Sure, IE lets them take control of the application settings, but there are still plenty of problems. Currently, our Windows XP doesn't have SP2 loaded - no pop-up protection. It scares me to go to the internet using IE anymore. I really believe the IT department will save more troubles and money in the long run by making the switch. The cost of training will be made up quickly by the lack of support they have to provide!
By the way, our IT department allowed us the use of Firefox. I guess our business requirement sounded good enough to them. Damn right!
P.S. If you think "That's why Opera is even better!" (yes, that's you, Ledgem), don't forget, same security concern of Firefox applies to Opera too.
It goes back to earlier this month, when we received a notice from the IT department.
You have been identified by IT Dept. as running a non-standard browser (firefox Mozilla) on one or more devices assigned to you. IT Dept. has been alerted to vulnerabilities with this application. I have not been able to locate any related requests security review for this application. Please let me know if you can remove this application by end of day. If not please document the business requirements, forward to me (by end of day) and cc: your project leader. IT Dept. will be instructed to implement the patch, and a security review will be performed. Any questions let me know. Thanks
Our response to that is that we need Firefox to keep our current level of productivity. Personally, I use Javascript Console, HTML Validator extension, and Web Developer extension on the daily basis. It's more than just a damn good web browser to me.
But still, it made me think of this whole issue, and I came up with my own conclusion.
In general, IT department likes to be in control. They control all the computer deployment, including all servers, desktop PC's, laptops... hardware and software. Microsoft lets the computer maintenance folks power to control the software deployment in centralized manner. Our PC's are tweaked so we can't manually modify the registry files. Nor can we use tools like TweakUI. (I think tweakUI is an excellent productivity tool, but we're out of luck.) And the "Security" setting section of MSIE Options panel is completely locked - they are in control, not us. So, when they need to deploy new software or security rules, they can do it in very organized manner.
Now, try to apply that on Firefox. That's a completely different story. Firefox lets you control the application. And there are some very well-known extensions and plug-ins to enhance its features. Of course, along comes the possibility of introduction of malwares. Without the proper tweaks made to the application, it's impossible to control these possibilities, short of enforcing the ban the use of Firefox.

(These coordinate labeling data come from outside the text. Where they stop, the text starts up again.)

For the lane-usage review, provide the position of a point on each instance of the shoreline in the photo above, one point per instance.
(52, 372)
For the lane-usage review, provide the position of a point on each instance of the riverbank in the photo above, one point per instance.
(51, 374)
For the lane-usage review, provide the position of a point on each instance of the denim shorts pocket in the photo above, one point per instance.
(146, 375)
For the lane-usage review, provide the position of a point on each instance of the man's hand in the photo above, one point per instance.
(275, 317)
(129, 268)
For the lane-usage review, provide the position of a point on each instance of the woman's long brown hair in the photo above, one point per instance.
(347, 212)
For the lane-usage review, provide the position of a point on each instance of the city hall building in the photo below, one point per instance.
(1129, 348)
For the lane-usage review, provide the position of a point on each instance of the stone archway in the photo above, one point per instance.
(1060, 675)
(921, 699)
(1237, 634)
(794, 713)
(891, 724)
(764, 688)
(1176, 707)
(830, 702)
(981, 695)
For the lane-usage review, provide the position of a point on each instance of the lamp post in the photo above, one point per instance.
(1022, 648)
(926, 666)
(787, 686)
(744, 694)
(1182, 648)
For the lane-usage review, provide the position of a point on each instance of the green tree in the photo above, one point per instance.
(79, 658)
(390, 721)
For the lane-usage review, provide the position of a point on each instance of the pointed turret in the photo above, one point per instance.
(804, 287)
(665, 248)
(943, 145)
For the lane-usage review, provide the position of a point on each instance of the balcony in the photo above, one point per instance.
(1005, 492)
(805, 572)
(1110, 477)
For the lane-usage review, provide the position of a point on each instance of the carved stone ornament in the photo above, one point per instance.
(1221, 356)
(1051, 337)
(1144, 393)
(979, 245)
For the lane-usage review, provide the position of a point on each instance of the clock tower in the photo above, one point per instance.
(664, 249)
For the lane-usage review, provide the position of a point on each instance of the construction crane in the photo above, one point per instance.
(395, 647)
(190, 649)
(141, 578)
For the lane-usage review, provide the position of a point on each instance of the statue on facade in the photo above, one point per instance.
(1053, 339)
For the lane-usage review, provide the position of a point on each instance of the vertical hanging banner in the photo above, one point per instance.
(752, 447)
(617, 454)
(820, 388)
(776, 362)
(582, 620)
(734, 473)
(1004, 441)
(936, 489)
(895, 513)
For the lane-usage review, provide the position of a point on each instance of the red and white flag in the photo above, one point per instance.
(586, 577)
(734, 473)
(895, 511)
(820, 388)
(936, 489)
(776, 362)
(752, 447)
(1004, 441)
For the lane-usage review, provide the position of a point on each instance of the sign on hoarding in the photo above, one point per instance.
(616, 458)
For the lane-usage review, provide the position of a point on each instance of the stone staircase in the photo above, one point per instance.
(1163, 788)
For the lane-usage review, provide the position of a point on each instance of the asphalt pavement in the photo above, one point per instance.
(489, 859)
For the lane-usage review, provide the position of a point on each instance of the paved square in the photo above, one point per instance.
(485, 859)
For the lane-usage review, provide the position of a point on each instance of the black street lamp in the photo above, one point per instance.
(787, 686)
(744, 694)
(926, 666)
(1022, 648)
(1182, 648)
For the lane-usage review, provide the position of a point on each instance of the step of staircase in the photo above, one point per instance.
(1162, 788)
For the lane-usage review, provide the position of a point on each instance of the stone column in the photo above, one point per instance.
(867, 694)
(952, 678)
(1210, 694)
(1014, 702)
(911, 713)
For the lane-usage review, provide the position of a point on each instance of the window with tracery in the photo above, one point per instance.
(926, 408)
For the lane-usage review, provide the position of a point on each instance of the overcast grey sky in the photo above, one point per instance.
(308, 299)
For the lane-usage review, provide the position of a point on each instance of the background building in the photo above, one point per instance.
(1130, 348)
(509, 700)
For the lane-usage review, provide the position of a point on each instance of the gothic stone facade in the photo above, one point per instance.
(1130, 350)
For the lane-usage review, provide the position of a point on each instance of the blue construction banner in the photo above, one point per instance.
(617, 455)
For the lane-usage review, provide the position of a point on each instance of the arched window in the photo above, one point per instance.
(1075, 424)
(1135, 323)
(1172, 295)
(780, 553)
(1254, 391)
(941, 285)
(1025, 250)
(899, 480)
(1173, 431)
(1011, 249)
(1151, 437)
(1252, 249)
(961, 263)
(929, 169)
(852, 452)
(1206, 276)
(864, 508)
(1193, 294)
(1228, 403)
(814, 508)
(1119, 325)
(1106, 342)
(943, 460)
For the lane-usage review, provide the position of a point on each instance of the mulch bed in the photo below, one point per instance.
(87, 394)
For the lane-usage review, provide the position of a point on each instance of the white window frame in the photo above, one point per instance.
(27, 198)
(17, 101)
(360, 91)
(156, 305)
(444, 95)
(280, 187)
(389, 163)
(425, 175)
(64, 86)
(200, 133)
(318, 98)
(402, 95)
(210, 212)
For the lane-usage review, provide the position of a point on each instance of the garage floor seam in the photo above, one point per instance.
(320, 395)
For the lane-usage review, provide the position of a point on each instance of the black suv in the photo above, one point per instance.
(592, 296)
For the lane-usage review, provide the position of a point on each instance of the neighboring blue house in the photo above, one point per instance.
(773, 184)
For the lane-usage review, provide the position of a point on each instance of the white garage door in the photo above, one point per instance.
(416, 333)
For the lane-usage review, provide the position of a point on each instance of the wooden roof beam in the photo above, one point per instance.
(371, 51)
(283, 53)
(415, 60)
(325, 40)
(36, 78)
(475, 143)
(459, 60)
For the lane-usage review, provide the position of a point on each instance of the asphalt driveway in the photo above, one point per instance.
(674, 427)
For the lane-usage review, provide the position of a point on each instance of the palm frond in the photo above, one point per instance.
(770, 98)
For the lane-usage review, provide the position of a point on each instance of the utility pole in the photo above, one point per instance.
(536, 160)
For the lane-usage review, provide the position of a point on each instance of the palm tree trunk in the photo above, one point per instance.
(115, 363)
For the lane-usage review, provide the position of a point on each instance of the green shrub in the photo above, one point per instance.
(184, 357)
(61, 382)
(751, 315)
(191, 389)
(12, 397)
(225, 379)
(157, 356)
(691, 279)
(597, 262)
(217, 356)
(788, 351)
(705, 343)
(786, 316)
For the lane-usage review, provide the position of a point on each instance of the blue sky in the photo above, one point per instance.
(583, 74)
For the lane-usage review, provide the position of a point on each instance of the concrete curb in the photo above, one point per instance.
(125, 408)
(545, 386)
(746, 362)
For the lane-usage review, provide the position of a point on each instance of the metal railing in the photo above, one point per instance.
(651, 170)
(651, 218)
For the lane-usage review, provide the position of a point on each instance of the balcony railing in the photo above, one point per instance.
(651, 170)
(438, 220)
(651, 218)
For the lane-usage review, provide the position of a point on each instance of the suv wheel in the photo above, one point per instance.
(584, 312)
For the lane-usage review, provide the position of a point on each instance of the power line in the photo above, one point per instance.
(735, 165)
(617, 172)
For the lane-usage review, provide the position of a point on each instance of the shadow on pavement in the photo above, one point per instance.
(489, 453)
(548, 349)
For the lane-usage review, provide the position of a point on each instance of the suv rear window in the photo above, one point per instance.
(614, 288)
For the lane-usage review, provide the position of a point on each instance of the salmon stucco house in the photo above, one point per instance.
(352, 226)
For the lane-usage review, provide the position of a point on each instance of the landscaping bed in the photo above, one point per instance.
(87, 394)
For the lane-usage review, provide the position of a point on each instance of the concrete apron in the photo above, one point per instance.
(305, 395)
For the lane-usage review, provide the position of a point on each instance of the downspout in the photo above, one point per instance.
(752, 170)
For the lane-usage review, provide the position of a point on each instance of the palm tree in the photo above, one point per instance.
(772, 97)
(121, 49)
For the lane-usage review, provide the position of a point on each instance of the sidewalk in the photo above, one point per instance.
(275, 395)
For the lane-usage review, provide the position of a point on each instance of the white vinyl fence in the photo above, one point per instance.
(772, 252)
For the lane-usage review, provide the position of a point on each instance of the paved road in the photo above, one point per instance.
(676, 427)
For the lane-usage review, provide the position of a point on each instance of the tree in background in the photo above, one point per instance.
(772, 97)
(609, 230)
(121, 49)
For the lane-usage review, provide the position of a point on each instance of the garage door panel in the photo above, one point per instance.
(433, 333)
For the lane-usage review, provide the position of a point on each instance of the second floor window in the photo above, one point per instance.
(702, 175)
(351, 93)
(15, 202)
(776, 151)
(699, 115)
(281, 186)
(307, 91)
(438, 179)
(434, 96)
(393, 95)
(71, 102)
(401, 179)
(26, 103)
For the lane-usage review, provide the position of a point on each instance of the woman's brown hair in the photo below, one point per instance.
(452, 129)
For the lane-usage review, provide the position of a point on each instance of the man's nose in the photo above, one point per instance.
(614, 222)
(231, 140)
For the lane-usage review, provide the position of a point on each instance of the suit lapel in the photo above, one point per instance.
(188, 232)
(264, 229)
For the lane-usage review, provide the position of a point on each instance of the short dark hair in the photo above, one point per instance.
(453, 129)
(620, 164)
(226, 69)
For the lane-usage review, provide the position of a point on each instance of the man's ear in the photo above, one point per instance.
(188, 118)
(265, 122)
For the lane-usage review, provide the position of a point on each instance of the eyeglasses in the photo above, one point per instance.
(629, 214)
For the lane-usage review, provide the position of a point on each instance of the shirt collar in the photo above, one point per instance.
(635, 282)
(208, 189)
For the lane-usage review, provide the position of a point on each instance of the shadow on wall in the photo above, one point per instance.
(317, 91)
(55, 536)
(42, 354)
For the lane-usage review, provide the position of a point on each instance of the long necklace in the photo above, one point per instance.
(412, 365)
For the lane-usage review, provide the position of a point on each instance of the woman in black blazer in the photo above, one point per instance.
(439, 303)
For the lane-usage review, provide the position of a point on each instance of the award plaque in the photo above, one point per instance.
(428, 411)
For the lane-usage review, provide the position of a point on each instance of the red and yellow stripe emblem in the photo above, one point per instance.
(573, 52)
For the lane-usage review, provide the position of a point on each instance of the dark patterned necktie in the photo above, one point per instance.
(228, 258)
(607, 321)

Also, there's an issue of the aptness in Firefox issues by the support personnel. Are all security folks and PC support groups be able to provide the sound support for Firefox? What if problems occur during the use of Firefox? This question can also lead to the security problem. With inadequate support, more problems will come up faster than the solutions.
With all that said, I still support Firefox. Firefox may be insecure, but IE is even worse. The IT department just can't see this point.
Sure, IE lets them take control of the application settings, but there are still plenty of problems. Currently, our Windows XP doesn't have SP2 loaded - no pop-up protection. It scares me to go to the internet using IE anymore. I really believe the IT department will save more troubles and money in the long run by making the switch. The cost of training will be made up quickly by the lack of support they have to provide!
By the way, our IT department allowed us the use of Firefox. I guess our business requirement sounded good enough to them. Damn right!
P.S. If you think "That's why Opera is even better!" (yes, that's you, Ledgem), don't forget, same security concern of Firefox applies to Opera too.